Конечно, он был совершенно прав, но мы два дня спорили, прежде чем я сдался. И даже признался, что меня привлекла, прежде всего, причудливость этого животного. Я уже видел себя (бедный Крист был тут же забыт) едущим по улицам незнакомого города на раскачивающейся спине животного, а вокруг толпятся люди и…
За ту же сумму мы купили двух ослов — это были маленькие, но сильные и послушные животные — и навьючили на них товары. У нас хватило денег и на покупку местных товаров: фиников, различных пряностей, шелков, красивых ковров. Все это позже мы с выгодой продали. Но у нас были и неудачи. Много трудностей принес нам язык. Торговаться можно было при помощи жестов, но чтобы говорить о свободе и борьбе с рабством, нужны слова. К тому же здесь очень был силен культ треножников. Повсюду виднелись полушария, под самыми большими из них стояли навесы, откуда жрецы трижды в день призывали верующих к молитве: на рассвете, в полдень и на закате. Мы вместе с остальными склоняли головы и что-то бормотали.

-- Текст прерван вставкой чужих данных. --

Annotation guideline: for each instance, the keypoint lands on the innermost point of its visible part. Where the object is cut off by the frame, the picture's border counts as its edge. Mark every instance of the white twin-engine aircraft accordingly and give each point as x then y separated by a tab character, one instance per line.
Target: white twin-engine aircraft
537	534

Так мы достигли обозначенной на карте реки — широкого теплого потока, который медленными змеиными изгибами тек по зеленой долине. И повернули назад.
Обратный путь был другим. Мы прошли через горы и выбрались к восточному берегу того моря, которое видели из развалин гигантского города на перешейке. Мы обогнули море с севера и запада и на этот раз хорошо использовали время, завоевав много последователей. Здесь говорили по-русски, а мы заранее немного изучили этот язык. Мы пришли на север, но лето перегоняло нас: земля была покрыта цветами, и я помню, как однажды мы целый день ехали в одуряющем аромате апельсинов, зреющих на ветках деревьев. По плану нам до наступления зимы нужно было вернуться к пещерам, и поэтому приходилось торопиться.

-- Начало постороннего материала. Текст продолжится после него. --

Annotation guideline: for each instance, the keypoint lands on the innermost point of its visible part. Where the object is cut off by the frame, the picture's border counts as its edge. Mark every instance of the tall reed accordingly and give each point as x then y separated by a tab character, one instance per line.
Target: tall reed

Конечно, мы одновременно приближались и к городу хозяев. Время от времени на горизонте показывались треножники. Впрочем, вблизи мы их не видели и были благодарны и за это. Точнее, не видели до дня охоты.
Хозяева, как мы уже знали, по-разному обращались с людьми в шапках. Может, разнообразие человеческих обычаев забавляло их — сами они всегда представляли одну расу, и национальные различия, языки, войны, которые вели между собой народы — все это было им совершенно незнакомо. Во всяком случае, хотя они покончили с войнами, все Другие формы различий они поощряли. Так, в церемонии надевания шапок они подчинялись ритуалу, выработанному их рабами, и появлялись в определенное время с характерным звуком, совершая предписанные движения. На турнирах во Франции и на играх они терпеливо ждали, хотя их интересовали только рабы, которых они получали в конце. Возможно, как я уже сказал, это их забавляло. А может, они думали, что это соответствует их роли богов. Во всяком случае, мы увидели необычное и ужасное доказательство этого, когда от конца пути нас отделяло несколько сотен миль.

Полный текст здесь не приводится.